| > Why would it be the size of the specific two people in a relationship? That's the main argument of the grandparent post. If you're missing that then you're not really responding to what they said. They went into significant detail so I feel like trying to reword it myself would be worse than suggesting you read the post again. > If it's a question of education, reducing the problem of the size of the people is a terrible terrible idea: the problem will never go away because you don't understand the source and therefore don't act on the source to fix it. Nah. Root cause analysis is entirely different from risk analysis. This is about risk analysis. If a woman dates a man that's smaller than her, who should be more worried about violence? That's not the time to worry about why and how to fix society. > maybe men behavior is different from women behavior Maybe it is! But then you need a really good explanation for the data in the above post. Or you need to say the data is wrong. But you can't just dismiss it as being defensive. |
Exactly, and I've answered that saying I'm not convinced, so, I've asked you if you had further arguments. I've said at the time why it was not convincing, and I've built even more in my previous comment.
> If a woman dates a man that's smaller than her, who should be more worried about violence?

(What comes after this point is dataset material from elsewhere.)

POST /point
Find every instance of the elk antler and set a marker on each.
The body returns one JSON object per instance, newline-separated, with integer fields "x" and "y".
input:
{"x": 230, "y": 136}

I still think it's the woman, because not every parent beat their children despite them being smaller, which proves that being bigger does not mean being violent. You need something more. In this case, I think it's a culture that implies that violent men are manly and successful, which is present in the manosphere. Because there is no such culture (I guess you can find anecdotical case, far from being as common as the manosphere) that implies that women beating men is somehow "womenly", I doubt it implies that tall women will beat men at the same rate.

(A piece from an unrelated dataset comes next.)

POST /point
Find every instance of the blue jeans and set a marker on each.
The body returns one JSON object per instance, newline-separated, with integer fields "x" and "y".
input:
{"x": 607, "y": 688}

> But then you need a really good explanation for the data in the above post.
All the data adds up, everything is pretty well predicted by this model. Not sure which data you think this model does not explain (unless you think that somehow this model implies 0%-100%, which is of course not the case). On the other hand, I doubt anyone has ever proven that being taller in the relationship is really a strong causal factor (and not just correlation, as the manosphere is also into going to the gym) (but happy to get links if you have some).